Neighbors by Kasya Denisevich


If you have children in your or library who live in an apartment building this would be a great book to share. And if the children live in free standing houses this might give them some idea about the differences other children experience from living in a building with lots of other people in homes that may look exactly like yours. 

I listened in to a library session with a kindergarten group in a school library today. The Teacher-Librarian asked the young children if they knew their address. Strangely very few children could repeat their full address (which is kind of scary if they were ever lost or needed to tell an authority person such as the police exactly where they live).  In this book the young child is moving to a new address:

"I know my new address by heart. 3 Ponds Lane, building 2, apartment 12."

The young girl is happy to have her own room but she also wonders about the people who live above, below and beside her. On one spread we see the real neighbors and then on the next page wonderful possibilities from her imagination. Do Snow White and her seven dwarf friends live on the floor above? Perhaps a mermaid lives on the top floor. You might also spy Cinderella's coach, three princesses enjoying dinner and a unicorn. The little girl has not yet met anyone and she begins to wonder if perhaps she is really all alone in this huge building. Luckily early the next morning as her mum walks her out their door she sees another young girl - the girl next door - and she is also heading to school. 

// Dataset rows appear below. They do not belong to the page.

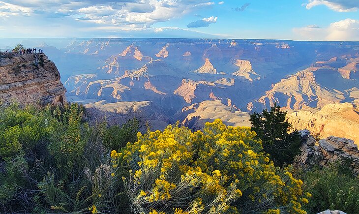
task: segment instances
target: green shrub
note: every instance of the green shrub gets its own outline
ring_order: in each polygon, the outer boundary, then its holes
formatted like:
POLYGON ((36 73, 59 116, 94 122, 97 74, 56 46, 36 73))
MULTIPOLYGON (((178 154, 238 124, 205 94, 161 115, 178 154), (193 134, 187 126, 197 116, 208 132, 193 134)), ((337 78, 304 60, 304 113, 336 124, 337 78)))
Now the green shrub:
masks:
POLYGON ((257 139, 262 139, 264 151, 270 154, 276 166, 291 164, 300 153, 299 135, 296 130, 289 133, 292 128, 286 115, 287 112, 281 111, 275 104, 269 111, 264 109, 261 114, 253 113, 249 120, 252 130, 257 133, 257 139))
POLYGON ((305 207, 308 213, 328 209, 359 213, 359 179, 343 168, 338 162, 321 169, 317 166, 302 172, 304 190, 312 195, 305 207))

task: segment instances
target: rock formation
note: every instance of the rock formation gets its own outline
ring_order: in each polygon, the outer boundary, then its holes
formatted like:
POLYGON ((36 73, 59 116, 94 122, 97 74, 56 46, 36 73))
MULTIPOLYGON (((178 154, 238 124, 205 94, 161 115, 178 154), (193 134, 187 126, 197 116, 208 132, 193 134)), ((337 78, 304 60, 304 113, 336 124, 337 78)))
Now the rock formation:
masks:
POLYGON ((184 52, 184 54, 183 54, 183 55, 182 55, 182 57, 189 57, 191 56, 192 54, 189 51, 186 51, 184 52))
POLYGON ((249 113, 225 105, 220 100, 206 100, 195 103, 183 108, 177 117, 182 121, 182 125, 194 130, 203 128, 206 122, 211 122, 218 118, 228 125, 250 126, 249 113))
POLYGON ((327 210, 325 211, 318 213, 317 214, 347 214, 343 212, 343 211, 340 211, 340 210, 327 210))
POLYGON ((86 108, 96 108, 101 111, 120 113, 126 112, 132 108, 141 118, 148 121, 151 130, 163 130, 171 120, 165 115, 165 113, 153 102, 119 102, 109 103, 103 100, 84 105, 86 108))
POLYGON ((66 89, 55 63, 43 54, 0 53, 0 101, 63 104, 66 89))
POLYGON ((307 129, 321 137, 345 137, 359 143, 359 109, 348 103, 329 104, 321 110, 308 108, 287 114, 297 129, 307 129))
POLYGON ((338 68, 338 72, 346 79, 359 78, 359 62, 351 62, 338 68))
MULTIPOLYGON (((346 99, 357 98, 348 92, 358 86, 357 81, 337 78, 336 69, 326 67, 309 67, 283 79, 266 92, 266 95, 248 105, 249 110, 270 108, 274 103, 287 109, 307 107, 321 108, 329 103, 339 103, 346 99), (331 89, 334 88, 335 89, 331 89)), ((359 98, 359 97, 358 97, 359 98)))
POLYGON ((210 63, 209 59, 206 58, 205 64, 193 72, 200 73, 216 74, 217 70, 214 68, 212 63, 210 63))
POLYGON ((239 69, 233 73, 234 75, 242 76, 250 81, 260 78, 260 75, 252 68, 252 64, 249 61, 237 60, 234 64, 239 67, 239 69))
POLYGON ((161 58, 166 58, 166 57, 168 57, 168 51, 167 51, 167 48, 170 45, 169 44, 167 44, 165 46, 163 46, 162 49, 161 49, 160 51, 159 51, 159 52, 156 54, 156 57, 161 58))
POLYGON ((140 69, 128 73, 125 76, 130 77, 150 77, 154 76, 175 76, 176 72, 170 68, 166 62, 162 60, 151 60, 140 69))
POLYGON ((324 65, 329 65, 331 67, 338 67, 343 64, 344 62, 338 57, 335 57, 330 58, 327 61, 318 61, 315 62, 314 66, 321 67, 324 65))
POLYGON ((309 131, 299 131, 303 140, 300 147, 301 154, 297 163, 309 167, 318 163, 327 166, 336 161, 350 159, 352 168, 359 174, 359 150, 354 141, 333 136, 318 141, 309 131))

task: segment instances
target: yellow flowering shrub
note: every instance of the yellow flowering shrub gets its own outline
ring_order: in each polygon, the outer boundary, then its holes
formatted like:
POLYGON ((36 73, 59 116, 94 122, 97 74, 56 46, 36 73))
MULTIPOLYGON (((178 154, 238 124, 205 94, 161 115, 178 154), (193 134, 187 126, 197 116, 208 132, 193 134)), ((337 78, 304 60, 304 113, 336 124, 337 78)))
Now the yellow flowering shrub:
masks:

The art in this book is wonderful. Black, white and grey tones with spot colour of red and yellow. 

Denisevich’s fine-lined ink drawings are beguiling, and there’s a lot of detail to pore over here. It’s a book for lingering. She uses color, sparingly, to great effect. The grayscale illustrations pop with subtle spots of red, including occasionally in the text, to represent our narrator. It is not until her day of school that we finally start to see shades of other colors, including a sunny spot of yellow for a new friend in the hallway—and then in the blossoms of trees as they walk to school. The book’s endpapers—the tiles of the building’s hallway—also play cleverly with color.  Seven Impossible Things Before Breakfast

Kasya Denisevich is a Russian-born author and illustrator now living in Barcelona. Her work has been featured in the 2017 Bologna Book Fair Illustrators Exhibition. This is her debut picture book.